The Trump agenda can feel so overwhelming that it can be hard to know what to do or how to resist. We strongly believe that protesting in the streets is a great way to start. But we also believe that it is important to have next steps to resist the forces threatening American liberty and moral leadership. To that end, we have set up this page as a highly curated collection of resources for resistance. 


This document was created by former congressional staffers, based on the (highly successful) practices developed by the Tea Party movement. It started life as a poorly formatted google doc, but interest turned out to be so high that it now comes in handy PDF form, and the authors have begun building additional organizational tools. 


Five calls is a simple tool that provides phone numbers and scripts for calling your legislators about the issues at hand. Your congress person very likely keeps a tally of the calls he or she gets on upcoming votes and can be pushed to do the right thing.
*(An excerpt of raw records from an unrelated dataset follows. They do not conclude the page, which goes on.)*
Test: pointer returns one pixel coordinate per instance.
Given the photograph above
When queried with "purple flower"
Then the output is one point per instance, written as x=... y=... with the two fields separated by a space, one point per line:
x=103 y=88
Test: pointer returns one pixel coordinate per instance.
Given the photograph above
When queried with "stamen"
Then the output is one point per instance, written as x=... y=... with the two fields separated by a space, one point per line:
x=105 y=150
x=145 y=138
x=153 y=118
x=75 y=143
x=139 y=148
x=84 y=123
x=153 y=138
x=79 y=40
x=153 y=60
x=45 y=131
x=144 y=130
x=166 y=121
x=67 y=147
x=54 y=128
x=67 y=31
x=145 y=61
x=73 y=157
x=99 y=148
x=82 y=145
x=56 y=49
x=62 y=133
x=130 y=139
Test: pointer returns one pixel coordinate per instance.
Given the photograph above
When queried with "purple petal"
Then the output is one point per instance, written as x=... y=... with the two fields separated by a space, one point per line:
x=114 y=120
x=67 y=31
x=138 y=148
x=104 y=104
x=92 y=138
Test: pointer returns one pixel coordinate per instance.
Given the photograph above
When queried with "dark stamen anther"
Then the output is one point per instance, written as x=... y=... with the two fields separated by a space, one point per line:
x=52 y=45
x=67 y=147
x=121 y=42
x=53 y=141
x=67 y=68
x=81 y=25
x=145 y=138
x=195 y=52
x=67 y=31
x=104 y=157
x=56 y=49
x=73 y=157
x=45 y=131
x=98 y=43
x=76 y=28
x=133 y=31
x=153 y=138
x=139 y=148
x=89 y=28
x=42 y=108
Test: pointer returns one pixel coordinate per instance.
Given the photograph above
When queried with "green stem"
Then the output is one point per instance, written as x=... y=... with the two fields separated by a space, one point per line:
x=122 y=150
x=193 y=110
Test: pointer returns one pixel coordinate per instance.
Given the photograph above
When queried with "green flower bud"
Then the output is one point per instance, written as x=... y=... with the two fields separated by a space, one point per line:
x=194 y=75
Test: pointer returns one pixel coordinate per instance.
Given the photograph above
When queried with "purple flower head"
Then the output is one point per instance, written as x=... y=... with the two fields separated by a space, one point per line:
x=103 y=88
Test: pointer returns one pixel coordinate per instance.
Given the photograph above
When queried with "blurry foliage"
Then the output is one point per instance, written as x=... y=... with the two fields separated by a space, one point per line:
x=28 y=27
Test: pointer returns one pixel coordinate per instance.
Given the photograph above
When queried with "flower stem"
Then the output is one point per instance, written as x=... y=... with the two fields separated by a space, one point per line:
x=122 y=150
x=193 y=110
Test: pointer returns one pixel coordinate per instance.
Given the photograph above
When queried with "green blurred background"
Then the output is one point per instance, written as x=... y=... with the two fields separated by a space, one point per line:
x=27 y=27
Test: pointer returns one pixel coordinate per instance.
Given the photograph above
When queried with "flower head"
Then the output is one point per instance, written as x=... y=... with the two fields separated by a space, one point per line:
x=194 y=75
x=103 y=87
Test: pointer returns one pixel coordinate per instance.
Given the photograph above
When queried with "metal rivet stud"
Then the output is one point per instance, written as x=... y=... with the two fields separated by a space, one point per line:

This is important even if you live in a deep blue state, as Senators Chuck Schumer and Diane Feinstein recently demonstrated (to their shame.)  


It can be hard to know where to send money to make a difference. Act Blue and Give Green are tools designed to help you steer your donations to places where they will have the greatest impact. Both tools are designed to encourage change at the state/local level. This will be crucial for laying the groundwork for 2018 and 2020.

Swing Left  is an organization aimed at rallying and targeting support support in potential swing congressional districts—districts in which the incumbent won their last election by a low margin and are considered vulnerable. Swing Left helps you find the districts geographically close to you where your money and time might make a big difference.


In addition to pressuring legislators, we must utilize our access to the courts. The American Civil Liberties Union, The NAACP Legal Defense Fund and The Electronic Frontier foundation are all passionate defenders of your civil liberties. Litigation is expensive but effective. 

Planned Parenthood does not litigate or lobby, but they do provide vital health services to women across the country. For low income women Planned Parenthood, is the only point of access to basic reproductive healthcare and screenings. 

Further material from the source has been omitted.